So said Albert Einstein in a discussion with a journalist in 1921.

Now, to help understand some of those mysteries, the Historisches Museum in Bern is running an exhibit, “Albert Einstein 1879-1955” until April 17. Einstein wrote his special theory of relativity 100 years ago while living in Bern, and the city is celebrating the centennial.

Guided tours in English of the museum exhibit are offered daily at 1:30 p.m. and are included in the price of admission.

Sophie Thompson, a 31-year- old American who graduated from the University of Colorado but now lives in Bern, was my guide. We started our tour in the exhibit section dedicated to Einstein’s life. It includes displays that put his life in the context of world history.

Afterward we went to the section devoted to his work, including an interactive exhibit on the speed of light and a video explaining the theory of relativity in four lessons.

“It will take me six months to understand,” Thompson said. “I hope I will get there.”

There are also exhibits on the photoelectric effect, curved space, deflection of light and more.

At the speed-of-light exhibit, Thompson directed me to get on a bike and pretend I was Einstein who was late for work. An arcaded street of Bern appeared on a giant screen in front of me.

“You must go as fast as you can,” she directed. I pedaled as rapidly as I could and the shapes of the buildings soon blended together in a surrealistic fashion. I almost crashed into a wall. This illustrates that when you approach the speed of light, your vision is distorted, she explained.

Einstein was born in Ulm, Germany, and lived with his family in Munich and Northern Italy before moving to Switzerland where he studied physics in Zurich.

While a student at the Swiss Federal Polytechnic School in Zurich, he met his future wife, Mileva Maric, also a student.

“Einstein’s grades were in the middle,” said Thompson. “He just made it by. He played around a lot.”

Maric became pregnant and went to Hungary where she gave up the child, a girl whose whereabouts have never been known. She returned to Zurich and the couple married in 1903.

After graduating, Einstein could not find a job as a professor and took a job at the patent office in Bern. During his free time he wrote four papers, including the special theory of relativity in 1905.

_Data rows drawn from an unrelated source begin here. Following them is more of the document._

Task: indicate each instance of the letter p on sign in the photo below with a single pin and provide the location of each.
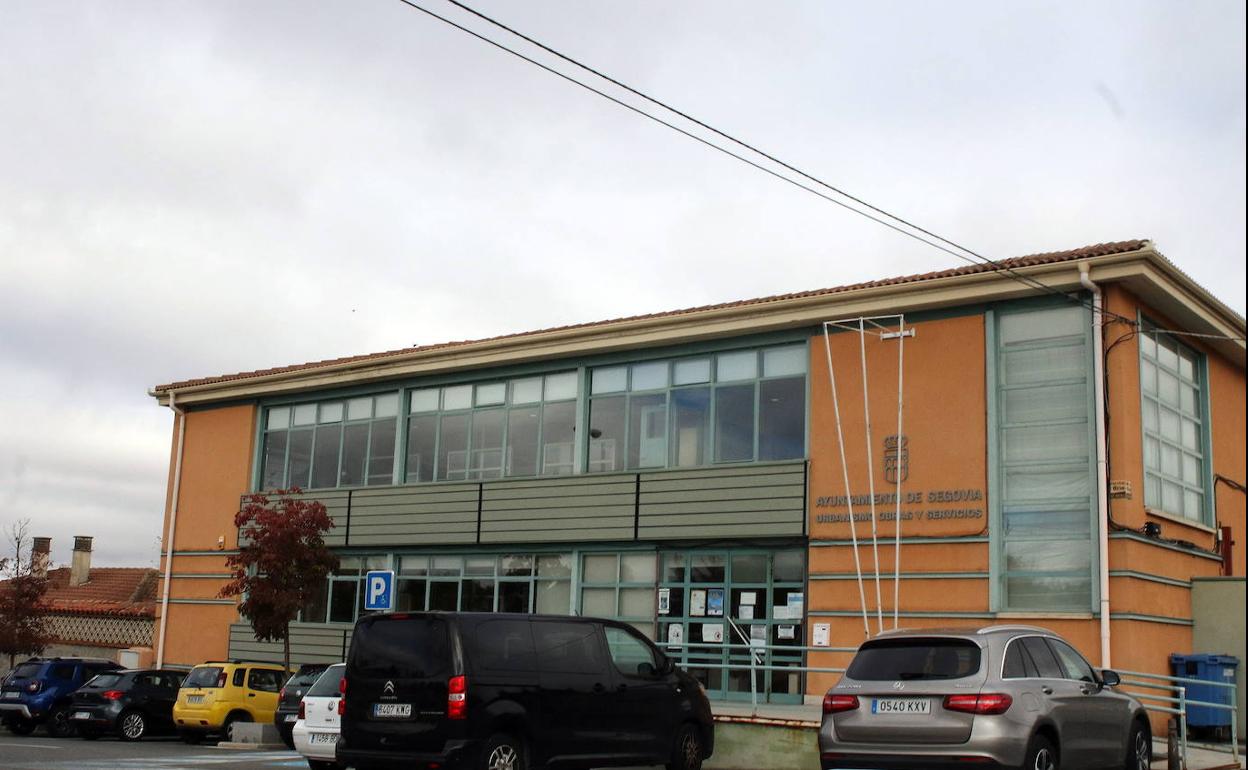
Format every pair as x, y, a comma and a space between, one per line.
380, 590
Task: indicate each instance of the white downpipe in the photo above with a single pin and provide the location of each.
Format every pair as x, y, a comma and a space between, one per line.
1102, 463
172, 527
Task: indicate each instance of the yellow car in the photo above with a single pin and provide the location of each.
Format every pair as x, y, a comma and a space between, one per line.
215, 695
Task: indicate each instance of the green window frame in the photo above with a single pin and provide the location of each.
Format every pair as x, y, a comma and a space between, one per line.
1041, 457
1174, 423
735, 406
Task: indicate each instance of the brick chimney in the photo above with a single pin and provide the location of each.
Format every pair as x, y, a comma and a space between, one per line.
80, 568
40, 553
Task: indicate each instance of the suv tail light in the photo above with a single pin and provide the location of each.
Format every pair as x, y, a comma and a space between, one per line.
457, 698
835, 704
984, 703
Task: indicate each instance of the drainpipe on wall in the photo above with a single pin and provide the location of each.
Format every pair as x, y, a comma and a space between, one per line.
172, 528
1102, 463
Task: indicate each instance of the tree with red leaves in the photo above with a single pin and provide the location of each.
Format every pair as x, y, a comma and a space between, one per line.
281, 562
23, 617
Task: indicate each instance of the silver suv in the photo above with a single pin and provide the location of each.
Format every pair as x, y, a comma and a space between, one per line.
997, 696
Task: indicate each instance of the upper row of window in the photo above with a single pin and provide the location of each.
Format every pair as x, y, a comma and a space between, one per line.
738, 406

During the Bern years, 1902-1909, he and friends founded the Olympia Academy. They met regularly for long discussions on philosophy and physics.

In 1908 Einstein earned a doctorate at the University of Bern. He moved to Zurich and then to Prague for six months, leaving his unhappy wife behind.

He returned to Zurich and teaching, but in 1914 received an offer from Berlin. The couple moved to the German capital, but soon separated. Einstein later married his cousin, Elsa Lowenthal.

Einstein completed his general relativity theory in 1916, and in 1921 was awarded the Nobel Prize in physics.

During World War I, he was a pacifist and signed documents renouncing the war. By the ’20s the Nazi party and the persecution of Jews were on the rise. Einstein was a Jew, but did not practice his religion. Nonetheless, as the treatment of Jews worsened, he left Berlin in 1933 and moved to the United States, never to return to Europe.

Einstein became an American citizen and was a professor and researcher at the Institute for Advanced Study at Princeton. He died in Princeton in 1955.